A domestic installation is a roof array of panels wired together, an inverter, a generation meter that records how much the system produces, and the connection into your fuse board. Many systems now add a battery, which stores surplus daytime generation for use in the evening, and that battery changes the economics enough to deserve its own treatment in the battery storage guide. The size of a system is given in kilowatts peak, its output under ideal test conditions, and a typical house array might be a few kilowatts peak across eight to sixteen panels, roof space permitting.

What governs how much you get

Output depends on things you can influence and things you cannot. Roof direction matters most: a south-facing roof generates the most over a year, east and west less but spread across morning and afternoon, and north-facing roofs are generally not worth it. The pitch of the roof, the absence of shading from trees, chimneys or neighbouring buildings, and simply how sunny your region is all play in. So does the season, with long summer days producing several times what short, low-sun winter days manage. A realistic expectation for the UK is a system that does well from spring to autumn and modestly in deep winter, not one that runs your house off-grid year round.

The part that matters: using versus exporting

This is the single most important idea for the money side.

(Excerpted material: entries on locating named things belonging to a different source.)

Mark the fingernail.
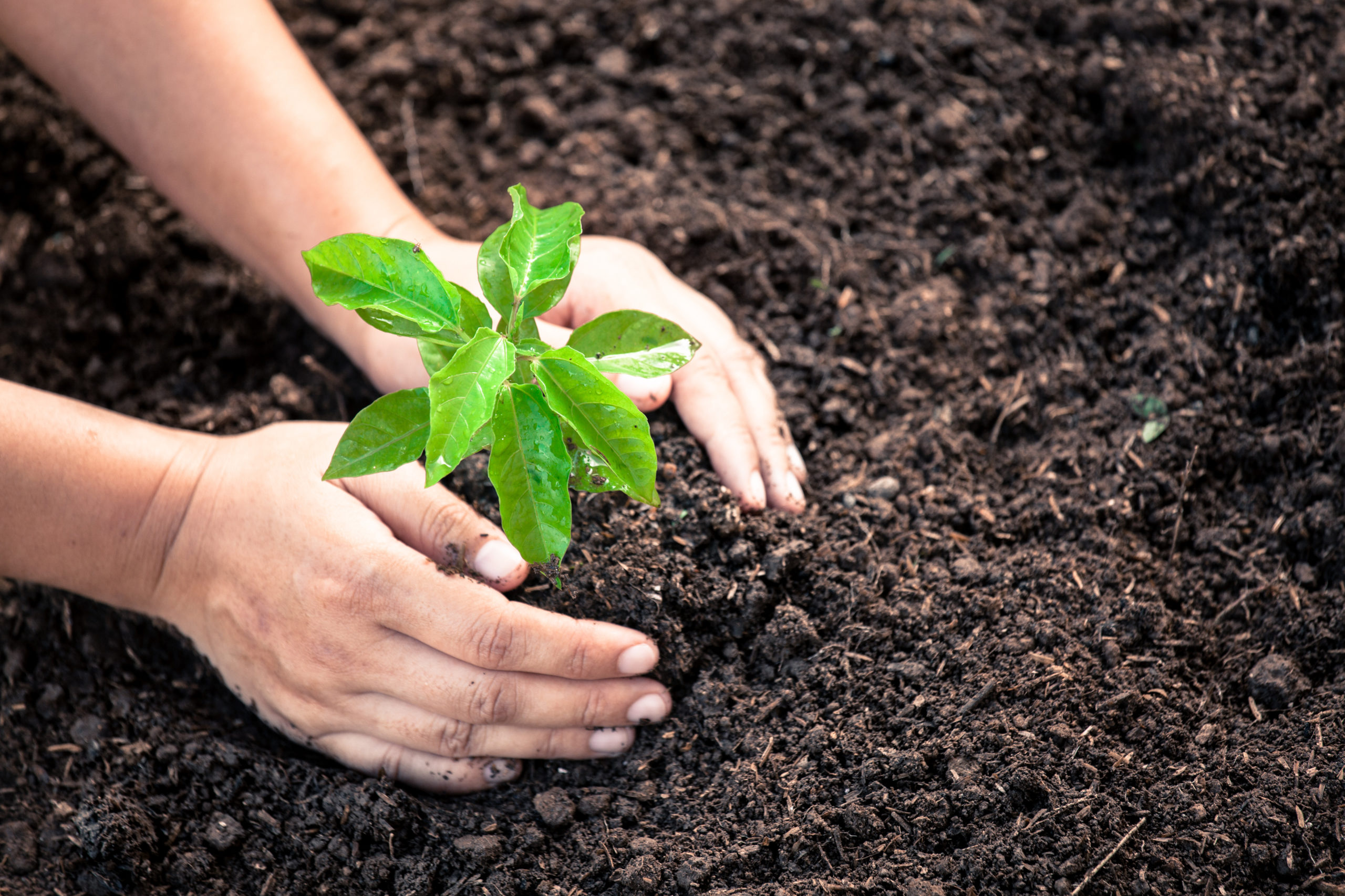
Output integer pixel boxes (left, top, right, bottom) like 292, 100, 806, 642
472, 538, 523, 581
748, 470, 765, 507
625, 694, 668, 725
481, 759, 523, 784
616, 642, 659, 675
589, 728, 635, 756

Electricity your panels make and you use yourself at that moment is worth the full price you would otherwise have paid to buy it, which is the expensive retail rate. Electricity you generate but do not use is exported to the grid, and you are paid for that export at a much lower rate. So the value of a solar system depends heavily on how much of its output you consume yourself rather than spilling to the grid. A house with someone home in the daytime, or with the dishwasher, washing and hot water timed to run while the sun is up, captures far more value than one that exports most of its generation while everyone is out.

Shifting your use to the sunshine

Because self-used power is worth so much more than exported power, the practical trick with solar is to move flexible loads into daylight hours. Running the washing machine, dishwasher and any immersion water heating in the middle of a sunny day, and charging an electric car then if you can, soaks up generation you would otherwise sell cheap and buy back dear. A battery does this automatically by storing the midday surplus for the evening peak. Either way, the aim is to consume your own sunshine rather than hand it to the grid for a pittance.

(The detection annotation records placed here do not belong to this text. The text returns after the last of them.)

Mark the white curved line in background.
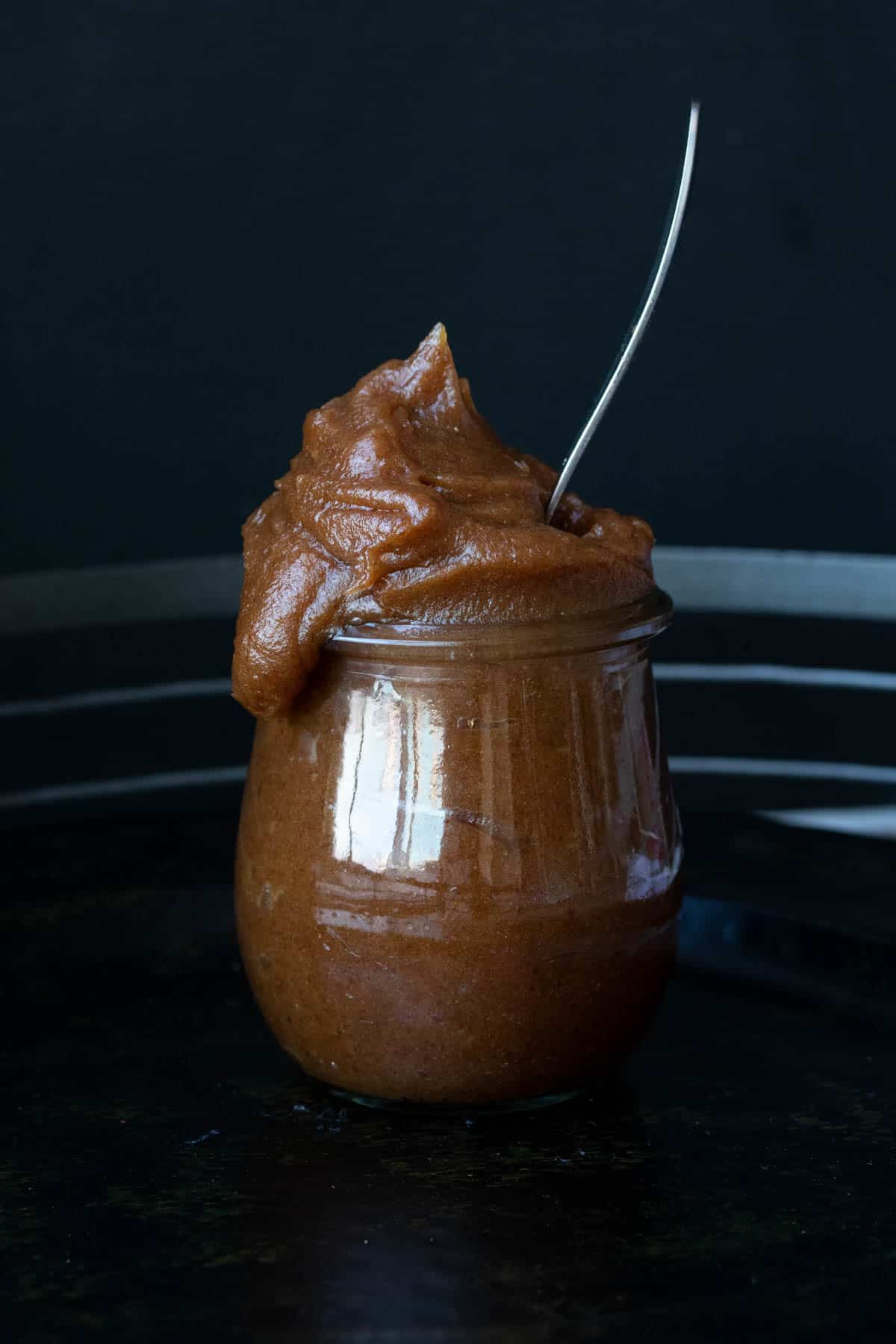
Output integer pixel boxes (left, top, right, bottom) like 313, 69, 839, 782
0, 756, 896, 808
0, 676, 231, 719
0, 662, 896, 719
0, 546, 896, 635
653, 662, 896, 691
669, 756, 896, 783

What to realistically expect

Solar is not a magic switch that ends your bills, and anyone promising that is overselling. A well-sited system meaningfully reduces the electricity you buy, most strongly in the lighter half of the year, and pays you a little for what you export. It works best as one part of a sensible whole, fitted to a home that has already done the cheap efficiency basics so the generation goes further. Understand it as a long-term reduction in your bills and a modest hedge against rising prices, and it makes sense; expect overnight independence and it will disappoint.